Ausgabe 2/2023 (Juli 2023)

Das Aufgabenspektrum einer Datenschutz-Aufsichtsbehörde ist weit – es reicht von „großer“ (Datenschutz-)Politik bis zu Detailfragen aus dem Alltag von Verantwortlichen und Beschäftigten, Auftragsverarbeitern und betroffenen Personen. Das wird auch im 32. Tätigkeitsbericht 2022 des Bayerischen Landesbeauftragten für den Datenschutz deutlich, wenn sich der Bogen von der europäischen Datenstrategie mit zahlreichen aktuellen Rechtsetzungsvorhaben sowie der Diskussion um den europäischen Gesundheitsdatenraum (Beitrag Nr. 1.1) bis zur Auswahl Auskunftspflichtiger beim Mikrozensus spannt (Beitrag Nr. 11.2).

Der Tätigkeitsbericht zeigt, welche Früchte die aufsichtsbehördliche Praxis zu Beratungsanfragen und in Beschwerdeverfahren getragen hat – ebenso aber, in welchen Kontexten der Landesbeauftragte von sich aus aktiv geworden ist, um in Gesetzgebungsverfahren oder durch präventiv wirkende Maßnahmen, insbesondere Veröffentlichungen, auf eine weitere Verbesserung des Datenschutzniveaus in Bayern hinzuwirken. Der vorliegende Newsletter gibt einen Überblick zu den Beiträgen des Tätigkeitsberichts im Handlungsfeld „Rechtsetzung“ (1.), im kommunalen Bereich (2.) sowie über dessen Grenzen hinaus (3.).

Wer dann neugierig geworden ist, kann den Tätigkeitsbericht auf der Homepage des Landesbeauftragten als Printprodukt bestellen oder als PDF-Datei herunterladen (beides unter https://www.datenschutz-bayern.de/service/order.html). Außerdem steht der Tätigkeitsbericht im HTML-Format zur Verfügung (https://www.datenschutz-bayern.de/tbs/tb32.html).

Inhalt 

  1. Was gibt es aus dem Handlungsfeld „Rechtsetzung“ zu berichten?
  2. Was ist für Kommunen besonders lesenswert?
  3. Welche Themen behandelt der aktuelle Tätigkeitsbericht sonst noch?
  4. Fazit

1. Was gibt es aus dem Handlungsfeld „Rechtsetzung“ zu berichten?

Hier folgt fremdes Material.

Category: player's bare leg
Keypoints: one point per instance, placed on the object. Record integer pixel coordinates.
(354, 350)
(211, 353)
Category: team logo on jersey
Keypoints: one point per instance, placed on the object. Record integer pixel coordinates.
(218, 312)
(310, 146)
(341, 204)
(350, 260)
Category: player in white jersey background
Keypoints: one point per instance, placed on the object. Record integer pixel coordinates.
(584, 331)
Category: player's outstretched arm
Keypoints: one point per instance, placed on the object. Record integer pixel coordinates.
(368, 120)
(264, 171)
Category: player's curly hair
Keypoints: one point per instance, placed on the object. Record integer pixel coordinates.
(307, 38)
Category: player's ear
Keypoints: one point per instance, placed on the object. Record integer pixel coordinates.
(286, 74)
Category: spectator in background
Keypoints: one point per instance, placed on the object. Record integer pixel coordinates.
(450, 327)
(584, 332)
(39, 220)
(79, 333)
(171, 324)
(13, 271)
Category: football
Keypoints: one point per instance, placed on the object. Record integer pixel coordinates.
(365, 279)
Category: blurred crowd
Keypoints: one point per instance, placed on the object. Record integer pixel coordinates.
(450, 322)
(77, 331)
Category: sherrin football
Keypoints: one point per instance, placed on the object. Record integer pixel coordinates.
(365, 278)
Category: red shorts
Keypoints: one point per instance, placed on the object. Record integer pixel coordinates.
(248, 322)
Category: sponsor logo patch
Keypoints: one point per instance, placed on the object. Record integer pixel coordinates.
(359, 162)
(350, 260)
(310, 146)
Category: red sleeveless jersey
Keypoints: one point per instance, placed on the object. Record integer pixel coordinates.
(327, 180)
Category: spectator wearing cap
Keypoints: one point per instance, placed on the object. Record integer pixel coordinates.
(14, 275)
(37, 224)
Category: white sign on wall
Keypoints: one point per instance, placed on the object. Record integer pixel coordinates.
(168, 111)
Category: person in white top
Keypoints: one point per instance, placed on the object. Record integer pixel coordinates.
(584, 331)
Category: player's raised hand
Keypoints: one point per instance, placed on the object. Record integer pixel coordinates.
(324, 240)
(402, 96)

Nicht nur auf der Ebene der Union, auch im Freistaat entwickelt sich das Datenschutzrecht kontinuierlich weiter. In vielen fachlichen Zusammenhängen stellen sich einschlägige Fragen: Bei der Bayerischen Polizei hat der Landesbeauftragte die Bemühungen zur Einführung einer Verfahrensübergreifenden Recherche- und Analyseplattform (VeRA) weiter begleitet (Beitrag Nr. 3.1). Die in den Berichtszeitraum fallende grundlegende Überarbeitung des Schuldatenschutzrechts im Bayerischen Gesetz über das Erziehungs- und Unterrichtswesen, in der Bayerischen Schulordnung sowie in den zugehörigen Verwaltungsvorschriften hat der Landesbeauftragte beratend unterstützt (Beitrag Nr. 10.1). Zudem hat er seine Beratungstätigkeit bei der Schaffung einheitlicher Regelungen für die Inanspruchnahme staatlicher Rechenzentren als Auftragsverarbeiter fortgeführt (Beitrag Nr. 6.1).

Durchaus kritische Bemerkungen finden sich im Zusammenhang mit der Novelle des Bayerischen Universitätsklinikagesetzes. Hier habe sich „das zuständige Staatsministerium [den] eingehend begründeten datenschutzrechtlichen Monita gegenüber weitgehend verschlossen und Verarbeitungsvorschriften eingebracht, die Patientenrechte einseitig zugunsten von Forschungsinteressen verkürzen.“ Der Landesbeauftragte hält das Vorgehen zudem für übereilt (Beitrag Nr. 7.1).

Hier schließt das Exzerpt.